I have a HDTV set at home hooked up to FiOS - best picture ever. My computer outputs 720p over to the set to watch Blu Ray rips...must have been duped into that.

HDTV looks better than analog TV (unless your cable company has compressed the crap out of it), and I still say that HD Radio sounds better than analog (unless the source material is questionable). If it sounds like ass, its the (a) the processing, (b) crappy MP2 files being re compressed, or some other issue with the STL or the install. It is a digital world....like it or not.

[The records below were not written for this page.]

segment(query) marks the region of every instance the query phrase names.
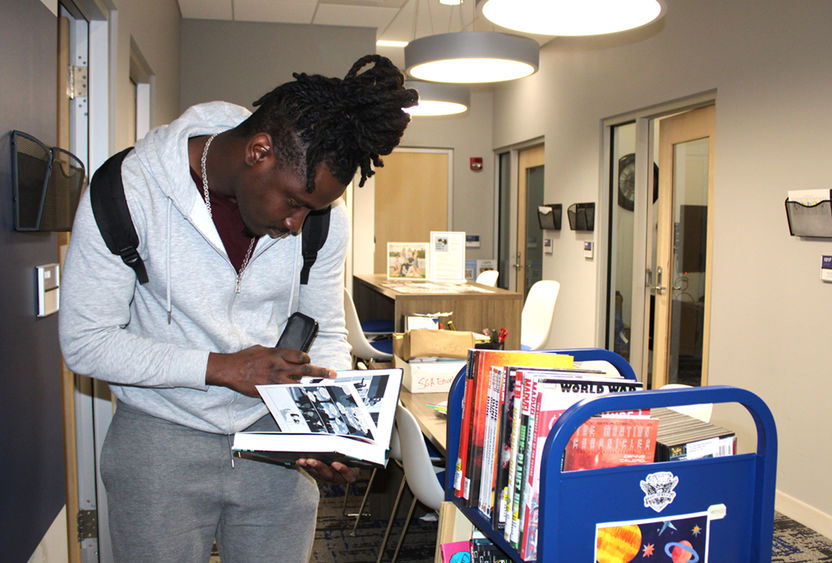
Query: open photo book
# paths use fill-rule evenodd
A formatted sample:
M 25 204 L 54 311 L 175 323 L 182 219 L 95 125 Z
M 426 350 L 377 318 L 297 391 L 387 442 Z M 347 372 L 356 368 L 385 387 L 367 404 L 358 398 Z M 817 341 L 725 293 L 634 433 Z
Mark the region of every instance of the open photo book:
M 402 370 L 339 371 L 335 379 L 258 385 L 277 432 L 237 432 L 232 449 L 244 457 L 292 463 L 310 457 L 347 465 L 385 466 Z

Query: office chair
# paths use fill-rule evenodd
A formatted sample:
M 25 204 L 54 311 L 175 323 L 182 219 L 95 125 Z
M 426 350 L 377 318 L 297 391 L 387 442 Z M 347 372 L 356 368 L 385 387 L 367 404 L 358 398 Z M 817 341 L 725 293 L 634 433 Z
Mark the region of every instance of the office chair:
M 419 428 L 419 423 L 416 422 L 413 414 L 401 404 L 396 408 L 396 430 L 401 448 L 401 465 L 404 469 L 404 477 L 399 486 L 396 501 L 393 503 L 393 512 L 390 515 L 390 521 L 387 523 L 387 530 L 384 533 L 384 539 L 379 548 L 376 563 L 381 562 L 384 550 L 387 547 L 390 529 L 393 519 L 396 516 L 396 511 L 399 508 L 399 501 L 401 500 L 405 484 L 410 488 L 410 492 L 413 493 L 413 501 L 410 503 L 410 509 L 407 511 L 399 541 L 396 543 L 396 550 L 393 552 L 393 559 L 391 560 L 392 563 L 395 563 L 398 559 L 399 550 L 402 547 L 404 536 L 410 525 L 410 519 L 413 517 L 413 511 L 416 508 L 416 501 L 421 502 L 431 510 L 439 510 L 439 506 L 445 500 L 444 465 L 433 465 L 424 435 Z
M 477 283 L 481 283 L 483 285 L 490 285 L 491 287 L 497 287 L 498 277 L 500 277 L 500 272 L 497 270 L 483 270 L 477 276 Z
M 373 362 L 392 362 L 392 340 L 370 342 L 361 330 L 361 322 L 358 319 L 358 312 L 355 310 L 350 292 L 344 288 L 344 316 L 347 320 L 347 341 L 352 347 L 352 356 L 357 365 L 359 361 L 372 365 Z M 382 346 L 387 344 L 389 350 Z
M 690 385 L 685 385 L 684 383 L 666 383 L 662 385 L 660 389 L 688 389 L 690 387 Z M 698 405 L 674 405 L 668 408 L 678 413 L 698 418 L 702 422 L 710 422 L 714 405 L 713 403 L 702 403 Z
M 540 280 L 529 289 L 520 315 L 520 348 L 540 350 L 549 340 L 560 282 Z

As far as vinyl vs CD's, CD's have many advantages over LP's however realistic sound is not one of them. I'll put my Thorens TD-150MIII up against any CD player and it will win as far as naturalness goes. Digital sound is inherently grainy and harsh compared to analog which is natural sound. I'm listening to The Steve Miller band's Brave New World album with a pristine LP on my Thorens right now as I write and it sounds unbelievable, very inviting to the ears, can you say that about your CD's? My turntable is on top of my Sony CD player which is almost as dusty as my Sony XDR-F1HD tuner, nope for discerning people analog sound is THE way to go.

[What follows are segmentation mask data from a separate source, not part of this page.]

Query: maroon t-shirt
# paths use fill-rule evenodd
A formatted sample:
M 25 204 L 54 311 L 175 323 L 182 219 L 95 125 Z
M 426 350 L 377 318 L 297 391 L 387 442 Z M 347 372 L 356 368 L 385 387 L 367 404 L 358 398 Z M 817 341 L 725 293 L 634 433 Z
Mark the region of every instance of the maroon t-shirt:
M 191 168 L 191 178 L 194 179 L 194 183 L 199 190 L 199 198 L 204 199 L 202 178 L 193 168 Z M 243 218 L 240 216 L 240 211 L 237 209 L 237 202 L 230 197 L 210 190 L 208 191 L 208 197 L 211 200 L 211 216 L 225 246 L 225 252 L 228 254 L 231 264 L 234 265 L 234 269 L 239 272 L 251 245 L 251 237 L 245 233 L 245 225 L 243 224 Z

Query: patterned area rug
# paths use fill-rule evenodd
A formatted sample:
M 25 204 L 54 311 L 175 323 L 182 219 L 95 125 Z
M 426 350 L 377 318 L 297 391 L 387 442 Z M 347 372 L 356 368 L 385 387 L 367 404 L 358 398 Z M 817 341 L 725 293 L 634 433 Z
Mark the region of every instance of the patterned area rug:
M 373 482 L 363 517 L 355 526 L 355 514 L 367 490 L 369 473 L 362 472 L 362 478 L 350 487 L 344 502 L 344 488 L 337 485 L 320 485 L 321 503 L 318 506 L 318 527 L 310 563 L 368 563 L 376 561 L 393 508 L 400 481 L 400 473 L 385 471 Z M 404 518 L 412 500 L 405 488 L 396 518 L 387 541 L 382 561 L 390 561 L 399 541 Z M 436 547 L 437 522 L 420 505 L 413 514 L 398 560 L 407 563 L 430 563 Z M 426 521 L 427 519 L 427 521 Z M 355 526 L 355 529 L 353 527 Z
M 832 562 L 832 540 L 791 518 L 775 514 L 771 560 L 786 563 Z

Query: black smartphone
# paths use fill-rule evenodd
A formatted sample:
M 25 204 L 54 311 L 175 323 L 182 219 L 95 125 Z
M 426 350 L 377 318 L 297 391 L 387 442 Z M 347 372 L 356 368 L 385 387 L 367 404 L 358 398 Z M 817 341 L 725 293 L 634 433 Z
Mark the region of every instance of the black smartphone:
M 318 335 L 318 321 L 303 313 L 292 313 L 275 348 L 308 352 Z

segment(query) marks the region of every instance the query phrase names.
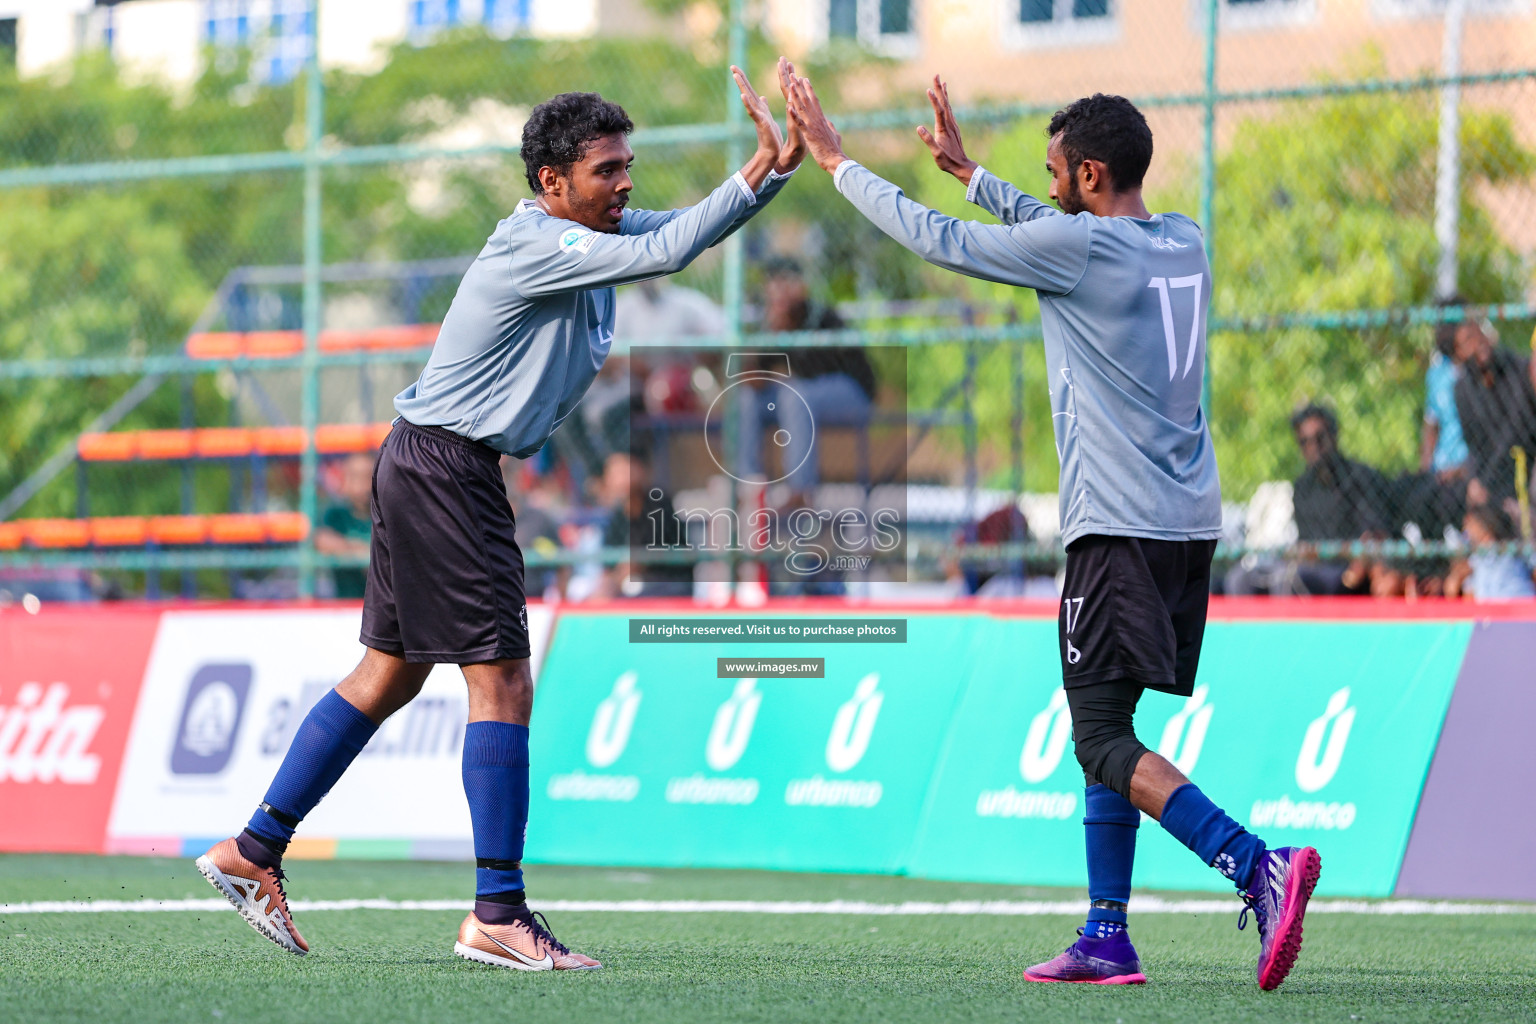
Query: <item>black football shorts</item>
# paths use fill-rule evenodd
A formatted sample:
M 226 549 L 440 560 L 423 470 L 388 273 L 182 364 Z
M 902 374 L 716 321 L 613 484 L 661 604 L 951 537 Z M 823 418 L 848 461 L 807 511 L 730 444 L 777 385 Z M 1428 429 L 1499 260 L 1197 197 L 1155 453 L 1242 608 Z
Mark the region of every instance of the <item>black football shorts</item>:
M 440 427 L 395 421 L 373 471 L 364 646 L 453 665 L 529 657 L 500 459 Z
M 1079 537 L 1067 545 L 1059 633 L 1068 688 L 1124 680 L 1194 692 L 1214 540 Z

And as far as digital vs analog TV, I would say 95% of the people have it because it's there and that's the way the new TV's are and that's the way it is now being broadcast. Or in other words most people capitulated and bought one because they knew they would have to eventually anyway which is one of the reasons I bought mine. It has not lived up to the hype surrounding it several years ago at all. I think I speak for the vast majority of TV viewers when I say I couldn't care less about HD TV, if it's there I watch if not I don't miss it. Any time the government forces people to buy anything whether it is a new TV, a converter box or health insurance it's a scam to help out big business. I have Direct TV and I don't even know if I'm receiving HD broadcasts or not and I couldn't care less and I won't pay one penny more for it, neither does my wife who probably doesn't even know it exists. Digital TV looks unnaturally bright just as HD radio sounds unnaturally bright, especially AM HD. This country has a long history of planned obsolescence to force people to buy new merchandise, Digital TV is one of the biggest and latest money making scams. HD radio was one that failed. I guess the rateros won one and lost one.
 
HD Radio is a joke it muddies the analog signal and the "average joe" already thinks he has an HD radio. The only people that have HD radios are people in the business.
 
radioskeptic said:
there’s a much better solution. It’s called FMeXtra. It would cost your station only around $15,000 for the hardware. And there’s no licensing fee (the only licensing fee is the one the manufacturer pays Digital Radio Express, Inc., and that’s a one-time fee embedded in the purchase price). The encoder fits in a standard 19-inch rack, and consumes only about as much power as your desktop computer.

How does one pick up FMeXtra? On a typical HD receiver? or does it require a dedicated receiver?